Think Tank

Furnished Holiday Lets and Capital Allowance Claims

27th October 2014


The rules for tax on Furnished Holiday Lets have changed dramatically over the last few years, restricting the number of properties that will actually qualify, and reducing the income tax benefits for those that do meet the far stricter criteria. However one area that is still very effective for mitigating tax on your Furnished Holiday Let is to make sure you have maximised Capital Allowance claims on qualifying properties.

This is one area that is often neglected, as property owners are not fully aware of potential claims that could be made. It is not only furnishings and equipment within a property that qualify, but also a substantial proportion of what might be considered part of the fabric of the building, known as integral features.

Items that qualify for integral features relief include all plumbing, heating and electrical works, together with bathroom and kitchen fittings.
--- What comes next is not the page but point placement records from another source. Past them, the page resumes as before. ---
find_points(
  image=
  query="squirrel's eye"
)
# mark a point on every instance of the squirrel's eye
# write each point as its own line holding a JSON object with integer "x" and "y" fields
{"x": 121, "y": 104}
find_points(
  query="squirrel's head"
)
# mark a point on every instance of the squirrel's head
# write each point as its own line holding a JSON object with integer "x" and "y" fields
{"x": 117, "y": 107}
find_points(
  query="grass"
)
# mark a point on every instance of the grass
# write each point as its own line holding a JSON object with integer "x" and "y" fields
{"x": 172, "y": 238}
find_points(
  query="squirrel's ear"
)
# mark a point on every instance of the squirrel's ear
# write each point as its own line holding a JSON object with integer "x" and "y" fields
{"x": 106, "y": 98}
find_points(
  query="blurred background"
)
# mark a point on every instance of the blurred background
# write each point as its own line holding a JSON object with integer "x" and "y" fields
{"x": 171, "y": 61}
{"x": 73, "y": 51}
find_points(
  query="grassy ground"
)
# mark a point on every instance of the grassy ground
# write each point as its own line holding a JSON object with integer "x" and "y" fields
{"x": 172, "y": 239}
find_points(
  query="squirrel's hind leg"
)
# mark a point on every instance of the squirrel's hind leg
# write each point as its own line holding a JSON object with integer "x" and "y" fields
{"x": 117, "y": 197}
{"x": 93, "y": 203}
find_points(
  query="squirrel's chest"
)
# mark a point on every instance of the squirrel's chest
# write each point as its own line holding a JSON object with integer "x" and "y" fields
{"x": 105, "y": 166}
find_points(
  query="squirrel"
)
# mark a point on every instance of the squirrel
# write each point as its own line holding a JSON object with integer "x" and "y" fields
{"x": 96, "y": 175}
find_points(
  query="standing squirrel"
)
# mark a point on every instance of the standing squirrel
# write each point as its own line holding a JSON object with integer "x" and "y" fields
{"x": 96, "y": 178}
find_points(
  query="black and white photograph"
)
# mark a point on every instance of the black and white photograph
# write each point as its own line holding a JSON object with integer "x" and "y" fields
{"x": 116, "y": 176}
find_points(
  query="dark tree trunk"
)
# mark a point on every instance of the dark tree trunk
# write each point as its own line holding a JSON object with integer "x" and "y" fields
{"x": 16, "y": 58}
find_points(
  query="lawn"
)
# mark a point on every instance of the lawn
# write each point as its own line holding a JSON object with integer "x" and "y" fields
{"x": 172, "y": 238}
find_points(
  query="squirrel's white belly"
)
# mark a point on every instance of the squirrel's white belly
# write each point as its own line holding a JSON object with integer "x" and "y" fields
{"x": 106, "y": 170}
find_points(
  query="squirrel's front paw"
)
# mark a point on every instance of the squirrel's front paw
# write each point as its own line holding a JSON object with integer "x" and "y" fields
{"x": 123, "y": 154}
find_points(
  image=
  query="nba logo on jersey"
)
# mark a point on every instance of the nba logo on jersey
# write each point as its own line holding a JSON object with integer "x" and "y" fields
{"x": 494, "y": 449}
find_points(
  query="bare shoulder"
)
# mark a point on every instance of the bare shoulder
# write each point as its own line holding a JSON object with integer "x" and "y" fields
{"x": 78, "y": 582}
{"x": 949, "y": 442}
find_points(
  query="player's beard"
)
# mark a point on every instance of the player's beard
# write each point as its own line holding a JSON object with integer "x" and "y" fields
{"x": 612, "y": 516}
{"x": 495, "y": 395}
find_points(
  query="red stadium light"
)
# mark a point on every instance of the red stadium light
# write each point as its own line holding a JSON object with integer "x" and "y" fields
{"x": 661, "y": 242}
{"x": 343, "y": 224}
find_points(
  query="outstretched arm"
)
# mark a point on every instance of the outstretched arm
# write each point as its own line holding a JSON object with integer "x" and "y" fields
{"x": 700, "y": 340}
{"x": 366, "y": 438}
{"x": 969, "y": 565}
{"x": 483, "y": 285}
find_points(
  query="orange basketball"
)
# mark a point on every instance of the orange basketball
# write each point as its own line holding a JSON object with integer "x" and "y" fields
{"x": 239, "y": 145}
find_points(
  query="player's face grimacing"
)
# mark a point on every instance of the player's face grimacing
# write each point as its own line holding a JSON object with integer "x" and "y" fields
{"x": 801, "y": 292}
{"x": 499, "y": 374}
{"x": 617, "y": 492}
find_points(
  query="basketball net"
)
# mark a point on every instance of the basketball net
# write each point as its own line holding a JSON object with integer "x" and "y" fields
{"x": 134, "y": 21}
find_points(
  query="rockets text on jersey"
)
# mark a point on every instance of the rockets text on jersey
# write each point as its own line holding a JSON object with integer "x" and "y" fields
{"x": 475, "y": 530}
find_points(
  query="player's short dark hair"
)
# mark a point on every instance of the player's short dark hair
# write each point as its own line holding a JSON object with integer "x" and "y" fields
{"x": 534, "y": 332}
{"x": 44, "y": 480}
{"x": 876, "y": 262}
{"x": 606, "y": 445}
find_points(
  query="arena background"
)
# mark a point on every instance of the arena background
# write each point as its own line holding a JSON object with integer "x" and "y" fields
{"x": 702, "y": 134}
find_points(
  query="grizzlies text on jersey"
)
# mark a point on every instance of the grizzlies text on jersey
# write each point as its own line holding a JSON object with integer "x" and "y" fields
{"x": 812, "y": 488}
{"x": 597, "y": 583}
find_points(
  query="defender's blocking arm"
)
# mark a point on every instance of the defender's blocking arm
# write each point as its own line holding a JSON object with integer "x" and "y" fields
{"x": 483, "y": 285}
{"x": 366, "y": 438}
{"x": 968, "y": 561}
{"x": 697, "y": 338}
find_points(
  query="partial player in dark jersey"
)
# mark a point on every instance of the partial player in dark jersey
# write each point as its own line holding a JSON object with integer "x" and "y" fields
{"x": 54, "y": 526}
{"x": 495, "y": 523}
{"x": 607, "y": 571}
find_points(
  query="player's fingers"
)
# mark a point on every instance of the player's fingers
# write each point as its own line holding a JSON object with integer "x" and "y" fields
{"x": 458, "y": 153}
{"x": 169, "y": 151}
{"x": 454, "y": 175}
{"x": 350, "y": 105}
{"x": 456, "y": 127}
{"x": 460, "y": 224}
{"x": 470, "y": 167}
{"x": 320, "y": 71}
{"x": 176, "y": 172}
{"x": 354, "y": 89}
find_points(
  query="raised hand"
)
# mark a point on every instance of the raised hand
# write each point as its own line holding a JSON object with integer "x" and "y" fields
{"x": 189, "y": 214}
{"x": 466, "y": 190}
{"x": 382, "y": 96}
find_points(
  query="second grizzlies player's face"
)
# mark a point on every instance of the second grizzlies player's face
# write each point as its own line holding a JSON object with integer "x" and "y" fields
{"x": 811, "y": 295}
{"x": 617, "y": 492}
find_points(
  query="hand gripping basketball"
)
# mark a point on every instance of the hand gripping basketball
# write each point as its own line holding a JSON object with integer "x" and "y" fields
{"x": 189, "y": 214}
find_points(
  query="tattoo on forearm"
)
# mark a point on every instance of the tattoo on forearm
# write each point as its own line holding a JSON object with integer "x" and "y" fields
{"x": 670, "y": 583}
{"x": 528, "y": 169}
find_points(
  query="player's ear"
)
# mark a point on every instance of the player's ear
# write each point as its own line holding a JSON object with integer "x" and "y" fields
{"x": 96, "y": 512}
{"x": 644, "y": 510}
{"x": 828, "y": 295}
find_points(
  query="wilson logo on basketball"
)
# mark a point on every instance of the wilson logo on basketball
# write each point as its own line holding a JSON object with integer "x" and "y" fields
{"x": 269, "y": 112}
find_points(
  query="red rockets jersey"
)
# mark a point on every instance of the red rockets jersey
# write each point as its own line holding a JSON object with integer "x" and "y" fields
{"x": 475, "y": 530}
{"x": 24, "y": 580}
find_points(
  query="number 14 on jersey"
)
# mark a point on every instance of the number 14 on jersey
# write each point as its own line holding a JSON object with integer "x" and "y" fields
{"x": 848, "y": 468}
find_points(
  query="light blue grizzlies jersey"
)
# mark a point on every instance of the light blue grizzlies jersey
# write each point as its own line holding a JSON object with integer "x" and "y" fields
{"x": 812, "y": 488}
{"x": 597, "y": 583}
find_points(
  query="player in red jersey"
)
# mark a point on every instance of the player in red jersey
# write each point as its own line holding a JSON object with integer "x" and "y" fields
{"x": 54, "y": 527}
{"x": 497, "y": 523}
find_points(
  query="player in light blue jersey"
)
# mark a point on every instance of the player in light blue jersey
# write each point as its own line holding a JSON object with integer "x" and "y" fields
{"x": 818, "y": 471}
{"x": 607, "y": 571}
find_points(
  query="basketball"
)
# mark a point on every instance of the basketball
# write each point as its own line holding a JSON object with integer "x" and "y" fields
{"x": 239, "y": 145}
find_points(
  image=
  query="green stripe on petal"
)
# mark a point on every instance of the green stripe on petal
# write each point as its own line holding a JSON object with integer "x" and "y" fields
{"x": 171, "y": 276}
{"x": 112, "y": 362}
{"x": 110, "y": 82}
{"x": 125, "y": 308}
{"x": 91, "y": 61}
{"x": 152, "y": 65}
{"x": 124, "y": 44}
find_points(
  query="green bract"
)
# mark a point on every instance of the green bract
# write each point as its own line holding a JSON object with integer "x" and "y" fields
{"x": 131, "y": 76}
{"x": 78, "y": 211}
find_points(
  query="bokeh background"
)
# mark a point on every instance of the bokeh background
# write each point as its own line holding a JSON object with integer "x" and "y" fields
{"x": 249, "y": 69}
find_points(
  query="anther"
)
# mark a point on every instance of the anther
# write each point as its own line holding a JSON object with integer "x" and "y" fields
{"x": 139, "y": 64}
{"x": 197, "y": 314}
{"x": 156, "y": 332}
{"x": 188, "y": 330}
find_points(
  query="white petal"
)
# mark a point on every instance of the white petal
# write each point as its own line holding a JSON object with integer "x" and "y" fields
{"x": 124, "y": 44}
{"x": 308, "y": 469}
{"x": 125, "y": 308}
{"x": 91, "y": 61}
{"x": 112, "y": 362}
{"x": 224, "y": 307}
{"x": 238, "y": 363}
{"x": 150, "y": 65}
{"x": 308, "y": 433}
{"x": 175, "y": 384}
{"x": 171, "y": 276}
This includes all time spent by plumbers, builders and electricians installing such items, so any work rewiring, and putting in new fittings should always be considered for Capital Allowances purposes.

A more significant area that is often overlooked is the purchase of a property to be used for holiday letting purposes. The proportion of the property which might qualify under the Capital Allowance rules to be integral features, varies depending on the specification of the property, but can amount to between 10% and 30% of the purchase price. Whilst previous rules allowed an individual to offset any loss generated against other income, this is no longer possible. However you are allowed to roll that loss forward to offset it against future profits of your furnished holiday letting business in future years. This means that where a substantial claim is made, it can be many years before tax will become payable on profits generated.

We recently worked with a firm of surveyors to generate a claim of 15% of the purchase price of a property for one particular client and that, together with allowances claimed on refurbishment costs, has meant that the client is unlikely to pay any income tax on rental profits for approximately ten years, saving approximately £39,000 over that period. And if you purchased your property several years ago? This should not be a problem, although your claim may be given at 8% a year rather than as a one off benefit.

This is an area that should be borne in mind when either purchasing or selling a property for holiday letting, as the price to be attributed to integral features could be agreed and built into the contract. These are clearly very valuable reliefs and frequently not maximised by property owners as they do not realise they are available. We are very happy to work with surveyors to identify savings that could be made.